You might naturally ask why reproductive isolation is apparently so important for deciding species. Most directly, this means that groups don’t share gene pools at all (since genetic information is introduced and maintained over time through breeding events), which causes them to be genetically independent of one another. Thus, changes in the genetic make-up of one species shouldn’t (theoretically) transfer into the gene pool of another species through hybrids. This is an important concept as the gene pool of a species is the basis upon which natural selection and evolution act: thus, reproductively isolated species may evolve in very different manners over time.

RI example
An example of how reproductive isolation maintains genetic and evolutionary independence of species. In A), our cat groups are robust species, reproductively isolated from one another (as shown by the black box). When each species undergoes natural selection and their genetic variation changes (colour changes on the cats and DNA), these changes are kept within each lineage. This contrasts to B), where genetic changes can be transferred between species. Without reproductive isolation, evolution in the orange lineage and the blue lineage can combine within hybrids, sharing the evolutionary pathways of both ancestral species.

Pitfalls of the BSC

Just because the BSC is the most used concept doesn’t make it infallible, however. Many species on Earth don’t easily demonstrate reproductive isolation from one another, nor does the concept even make sense for asexually reproducing species. If an individual reproduced solely asexually (like many bacteria, or even some lizards), then by the BSC definition every individual is an entirely different species…which seems a little excessive. Even in sexually reproducing organisms, it can be hard to establish reproductive isolation, possibly because the species never come into contact physically.
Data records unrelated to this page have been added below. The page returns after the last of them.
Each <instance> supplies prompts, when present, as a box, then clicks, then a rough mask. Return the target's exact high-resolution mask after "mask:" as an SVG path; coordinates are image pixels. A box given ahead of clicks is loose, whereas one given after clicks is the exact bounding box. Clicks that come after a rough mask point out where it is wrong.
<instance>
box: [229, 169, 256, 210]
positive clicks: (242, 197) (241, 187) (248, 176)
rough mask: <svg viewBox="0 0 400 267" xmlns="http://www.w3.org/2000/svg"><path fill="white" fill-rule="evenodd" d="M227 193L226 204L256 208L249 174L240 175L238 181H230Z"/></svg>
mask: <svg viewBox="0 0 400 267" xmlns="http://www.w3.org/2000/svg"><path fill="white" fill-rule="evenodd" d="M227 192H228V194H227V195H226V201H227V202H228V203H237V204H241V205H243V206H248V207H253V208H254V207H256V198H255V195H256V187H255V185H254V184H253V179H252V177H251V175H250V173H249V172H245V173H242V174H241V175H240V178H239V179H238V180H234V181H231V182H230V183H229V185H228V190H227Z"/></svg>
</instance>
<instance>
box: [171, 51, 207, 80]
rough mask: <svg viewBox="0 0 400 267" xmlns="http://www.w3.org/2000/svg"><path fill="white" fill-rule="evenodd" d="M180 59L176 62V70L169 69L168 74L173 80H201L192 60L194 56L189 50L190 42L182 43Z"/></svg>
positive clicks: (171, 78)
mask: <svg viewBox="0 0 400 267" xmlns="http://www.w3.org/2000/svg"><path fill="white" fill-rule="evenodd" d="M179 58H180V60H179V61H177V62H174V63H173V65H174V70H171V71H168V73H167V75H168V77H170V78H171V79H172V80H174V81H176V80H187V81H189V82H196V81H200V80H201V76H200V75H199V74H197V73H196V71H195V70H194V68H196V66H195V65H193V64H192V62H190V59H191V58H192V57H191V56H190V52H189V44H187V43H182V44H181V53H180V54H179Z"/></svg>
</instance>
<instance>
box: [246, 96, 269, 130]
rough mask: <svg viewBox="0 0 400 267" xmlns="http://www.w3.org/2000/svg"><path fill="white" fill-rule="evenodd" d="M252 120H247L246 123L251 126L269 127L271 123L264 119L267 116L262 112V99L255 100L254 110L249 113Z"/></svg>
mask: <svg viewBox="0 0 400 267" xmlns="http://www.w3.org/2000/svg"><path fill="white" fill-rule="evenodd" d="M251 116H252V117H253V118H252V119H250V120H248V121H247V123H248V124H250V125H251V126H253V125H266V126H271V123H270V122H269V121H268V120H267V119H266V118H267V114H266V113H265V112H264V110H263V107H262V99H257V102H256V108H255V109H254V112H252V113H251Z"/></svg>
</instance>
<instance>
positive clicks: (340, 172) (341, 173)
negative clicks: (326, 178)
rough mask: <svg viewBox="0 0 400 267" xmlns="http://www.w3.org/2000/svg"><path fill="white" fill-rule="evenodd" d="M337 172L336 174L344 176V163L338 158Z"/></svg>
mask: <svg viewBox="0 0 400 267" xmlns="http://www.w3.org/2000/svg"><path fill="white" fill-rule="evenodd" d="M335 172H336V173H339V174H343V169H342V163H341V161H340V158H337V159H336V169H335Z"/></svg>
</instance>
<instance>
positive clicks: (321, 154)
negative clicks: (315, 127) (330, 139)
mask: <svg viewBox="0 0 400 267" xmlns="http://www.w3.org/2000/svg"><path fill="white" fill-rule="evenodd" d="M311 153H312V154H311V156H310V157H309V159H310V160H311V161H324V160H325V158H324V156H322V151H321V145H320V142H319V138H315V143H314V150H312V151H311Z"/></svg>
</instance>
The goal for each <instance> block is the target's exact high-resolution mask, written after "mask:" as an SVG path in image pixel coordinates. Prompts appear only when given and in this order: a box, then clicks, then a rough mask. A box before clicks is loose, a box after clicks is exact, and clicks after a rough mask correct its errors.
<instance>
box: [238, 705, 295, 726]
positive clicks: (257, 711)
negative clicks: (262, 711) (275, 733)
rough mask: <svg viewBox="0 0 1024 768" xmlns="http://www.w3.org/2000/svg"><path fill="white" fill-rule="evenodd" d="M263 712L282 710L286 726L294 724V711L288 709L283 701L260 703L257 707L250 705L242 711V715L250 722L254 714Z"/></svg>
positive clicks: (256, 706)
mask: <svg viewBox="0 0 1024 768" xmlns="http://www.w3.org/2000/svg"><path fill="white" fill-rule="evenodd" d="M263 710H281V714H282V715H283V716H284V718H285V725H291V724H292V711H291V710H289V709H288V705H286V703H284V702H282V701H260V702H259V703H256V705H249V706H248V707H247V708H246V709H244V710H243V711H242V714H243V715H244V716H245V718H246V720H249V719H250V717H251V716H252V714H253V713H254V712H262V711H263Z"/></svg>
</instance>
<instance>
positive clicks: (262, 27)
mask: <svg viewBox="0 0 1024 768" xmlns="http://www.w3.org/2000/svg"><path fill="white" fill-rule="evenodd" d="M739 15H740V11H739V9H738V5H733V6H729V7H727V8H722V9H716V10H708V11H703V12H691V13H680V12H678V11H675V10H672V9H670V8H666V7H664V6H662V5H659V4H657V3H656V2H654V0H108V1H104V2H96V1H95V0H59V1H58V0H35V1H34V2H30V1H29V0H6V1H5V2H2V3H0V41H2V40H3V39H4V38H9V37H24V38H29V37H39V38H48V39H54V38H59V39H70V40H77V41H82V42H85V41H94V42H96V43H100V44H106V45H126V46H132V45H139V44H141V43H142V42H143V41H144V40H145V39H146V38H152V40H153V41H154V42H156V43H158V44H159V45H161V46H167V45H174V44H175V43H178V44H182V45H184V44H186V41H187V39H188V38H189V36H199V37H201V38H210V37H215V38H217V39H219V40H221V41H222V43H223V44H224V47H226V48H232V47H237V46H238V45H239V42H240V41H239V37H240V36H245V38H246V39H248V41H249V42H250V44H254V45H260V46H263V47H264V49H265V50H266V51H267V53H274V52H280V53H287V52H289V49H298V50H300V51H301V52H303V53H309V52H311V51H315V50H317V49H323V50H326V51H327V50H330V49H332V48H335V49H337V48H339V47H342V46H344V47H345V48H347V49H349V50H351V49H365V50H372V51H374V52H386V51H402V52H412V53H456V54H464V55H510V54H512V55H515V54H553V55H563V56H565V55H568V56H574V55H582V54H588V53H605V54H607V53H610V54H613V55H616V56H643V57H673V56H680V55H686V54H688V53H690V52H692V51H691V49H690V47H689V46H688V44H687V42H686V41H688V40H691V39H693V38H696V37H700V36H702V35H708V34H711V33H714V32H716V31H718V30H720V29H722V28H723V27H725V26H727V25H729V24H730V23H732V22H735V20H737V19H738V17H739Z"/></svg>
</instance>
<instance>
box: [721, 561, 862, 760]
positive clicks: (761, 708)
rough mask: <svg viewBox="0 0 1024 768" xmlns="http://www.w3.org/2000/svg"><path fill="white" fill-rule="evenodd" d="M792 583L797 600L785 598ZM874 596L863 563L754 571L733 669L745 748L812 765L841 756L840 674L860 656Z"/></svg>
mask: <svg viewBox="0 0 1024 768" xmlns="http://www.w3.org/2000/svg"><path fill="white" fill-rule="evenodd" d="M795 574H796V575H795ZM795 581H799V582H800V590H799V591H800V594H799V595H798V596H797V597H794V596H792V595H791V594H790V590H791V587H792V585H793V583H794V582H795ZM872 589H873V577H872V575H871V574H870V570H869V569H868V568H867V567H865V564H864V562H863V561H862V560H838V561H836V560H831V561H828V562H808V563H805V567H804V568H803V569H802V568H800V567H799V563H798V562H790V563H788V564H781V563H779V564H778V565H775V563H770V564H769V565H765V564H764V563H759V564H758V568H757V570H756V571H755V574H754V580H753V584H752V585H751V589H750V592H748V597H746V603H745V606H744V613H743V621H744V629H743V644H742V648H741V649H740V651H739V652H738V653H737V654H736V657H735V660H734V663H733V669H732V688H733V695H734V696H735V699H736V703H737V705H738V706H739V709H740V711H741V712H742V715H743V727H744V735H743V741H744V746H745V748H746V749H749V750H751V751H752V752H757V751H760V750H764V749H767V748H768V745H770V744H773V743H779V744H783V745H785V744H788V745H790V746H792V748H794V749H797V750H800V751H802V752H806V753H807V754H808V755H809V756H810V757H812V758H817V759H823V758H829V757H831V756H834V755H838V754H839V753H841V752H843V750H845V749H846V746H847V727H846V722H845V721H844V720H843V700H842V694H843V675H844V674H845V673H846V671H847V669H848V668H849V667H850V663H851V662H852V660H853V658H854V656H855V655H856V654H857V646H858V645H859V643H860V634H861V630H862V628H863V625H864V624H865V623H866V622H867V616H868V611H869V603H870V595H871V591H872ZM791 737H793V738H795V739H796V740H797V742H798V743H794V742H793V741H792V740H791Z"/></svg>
This raises the debate of whether two species could, let alone will, hybridise in nature, which can be difficult to determine. And if two species do produce hybrid offspring, assessing their fertility or viability can be difficult to detect without many generations of breeding and measurements of fitness (hybrids may not be sustainable in nature if they are not well adapted to their environment and thus the two species are maintained as separate identities).

Hybrid birds
An example of unfit hybrids causing effective reproductive isolation. In this example, we have two different bird species adapted to very different habitats; a smaller, long-tailed bird (left) adapted to moving through dense forest, and a large, longer-legged bird (right) adapted to traversing arid deserts. When (or if) these two species hybridised, the resultant offspring would be middle of the road, possessing too few traits to be adaptive in either the forest or the desert and no fitting intermediate environment available. Measuring exactly how unfit this hybrid would be is a difficult task in establishing species boundaries.

 

Integrative taxonomy

To try and account for the issues with the BSC, taxonomists try to push for the usage of “integrative taxonomy”. This means that species should be defined by multiple different agreeing concepts, such as reproductive isolation, genetic differentiation, behavioural differences, and/or ecological traits. The more traits that can separate the two, the greater support there is for the species to be separated: if they disagree, then more information is needed to determine exactly whether or not that should be called different species. Debates about taxonomy are ongoing and are likely going to be relevant for years to come, but form critical components of understanding biodiversity, patterns of evolution, and creating effective conservation legislation to protect endangered or threatened species (for whichever groups we decide are species).